The Kubernetes job manager
jobman is written in Typescript and uses Node. Follow the next steps to download and compile the application.
- Be sure you have node installed on your system
- Clone the github repo on your computer, a jobman directory should be created with the sources inside, which we call the JOBMAN_ROOT from now on
- Install the needed libraries, run the following command inside JOBMAN_ROOT; a new folder node_modules should be created, where all dependencies are downloaded from the npm online registry
npm install
- Compile the typescript code into javascript using the next command inside JOBMAN_ROOT, a folder dist should appear with the javascript code
npx tsc
- Run the app using the script in the JOBMAN_ROOT/bin directory; it should print the version of jobman on the console
bin/jobman
jobman uses a json settings file. We include a template with the source code. This template is used by default by the application. You can customize it directly, just be sure to modify the one in the dist directory, not the one in src.

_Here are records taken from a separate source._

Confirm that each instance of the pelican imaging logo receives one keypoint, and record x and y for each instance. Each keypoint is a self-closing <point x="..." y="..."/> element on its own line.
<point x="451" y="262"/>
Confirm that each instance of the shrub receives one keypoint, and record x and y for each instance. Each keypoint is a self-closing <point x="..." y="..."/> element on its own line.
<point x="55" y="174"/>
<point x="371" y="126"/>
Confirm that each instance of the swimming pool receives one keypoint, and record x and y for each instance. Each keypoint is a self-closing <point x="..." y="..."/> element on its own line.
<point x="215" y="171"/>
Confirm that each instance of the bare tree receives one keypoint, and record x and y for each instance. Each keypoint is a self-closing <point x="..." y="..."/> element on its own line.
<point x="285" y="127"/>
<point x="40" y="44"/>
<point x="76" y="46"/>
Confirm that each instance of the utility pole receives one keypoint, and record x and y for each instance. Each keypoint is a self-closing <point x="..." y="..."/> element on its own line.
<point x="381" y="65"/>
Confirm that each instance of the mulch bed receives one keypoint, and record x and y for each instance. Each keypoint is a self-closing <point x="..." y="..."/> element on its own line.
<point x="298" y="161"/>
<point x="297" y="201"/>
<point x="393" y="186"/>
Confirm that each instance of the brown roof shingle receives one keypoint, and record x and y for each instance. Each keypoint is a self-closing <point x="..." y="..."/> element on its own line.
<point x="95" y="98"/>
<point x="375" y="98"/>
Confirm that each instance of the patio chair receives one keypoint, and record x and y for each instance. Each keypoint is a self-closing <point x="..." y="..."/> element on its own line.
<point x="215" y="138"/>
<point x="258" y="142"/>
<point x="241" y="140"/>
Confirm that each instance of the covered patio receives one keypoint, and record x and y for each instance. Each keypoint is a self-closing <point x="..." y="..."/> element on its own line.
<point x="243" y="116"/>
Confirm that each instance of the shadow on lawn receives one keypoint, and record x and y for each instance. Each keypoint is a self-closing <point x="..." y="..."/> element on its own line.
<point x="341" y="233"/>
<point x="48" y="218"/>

A second way to customize the settings is to create a .jobman/settings.json in the user's home directory. The values found in this file override those found in the template.
Finally, you can pass a path to a settings.json file on the command line using the -s/--settings argument. Check the full description of comand line arguments in the usage.md file.
jobman allows the user to define the resources needed for a job using a JSON structure like the following:
{ "name": <the actual name of the flavor, must be unique when multiple flavors defined> "resources": { "requests": "limits": } }
Flavors can be used by passing them as a command line argument for the submit command (check usage.md). You can store a list of predefined flavors directly in the settings file, along with a default one that is used whenever no argument is passed with the submit command.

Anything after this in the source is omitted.